Ob Rodi bereits Vater geworden ist, kann Reiner Reusch beim besten Willen nicht sagen. Doch es ist eher unwahrscheinlich - landen die winzigen Eier doch ebenfalls im Filter. Für Nachzuchten hat das Tropen-Aquarium deshalb eigens spezielle Becken hinter den Kulissen zur Verfügung. An Importmöglichkeiten mangelt es jedoch bei dieser Art nicht: Tschechien gehört zu den größten Exporteuren Roter Neons, und aus Lateinamerika werden nach inoffiziellen Angaben jährlich fast 13 Millionen Rote Neons ausgeführt, was rund 80 Prozent der Gesamtzahl der von dort exportierten Fische beträgt.

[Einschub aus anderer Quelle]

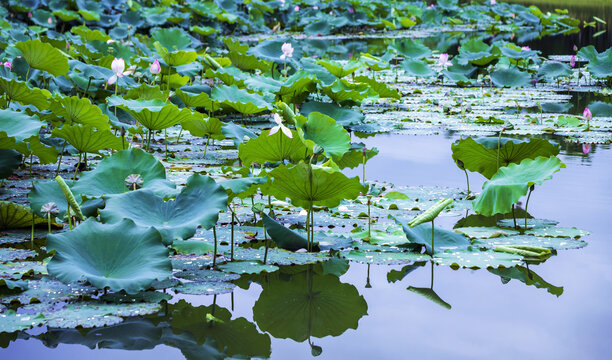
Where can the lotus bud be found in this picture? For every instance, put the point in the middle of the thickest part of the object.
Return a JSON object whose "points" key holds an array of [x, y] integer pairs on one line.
{"points": [[50, 208], [155, 67], [134, 181]]}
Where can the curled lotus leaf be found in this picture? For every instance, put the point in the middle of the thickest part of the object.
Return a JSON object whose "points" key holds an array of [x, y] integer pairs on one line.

Wenn ein neuer Schwung der auch Kardinaltetra genannten Fische bei Hagenbeck eintrifft, halten sich die Tiere gerne erst einmal recht weit oben im Becken auf, sagt Reusch. Doch damit steigt auch die Wahrscheinlichkeit, dass sie die Wasserrutsche entdecken - oder vielleicht auch umgekehrt. Der ein oder andere bleibt dann bei diesem besonderen Freizeitvergnügen - so wie Rodi. Lebenslang Schwimmbad hat er ja eh gebucht.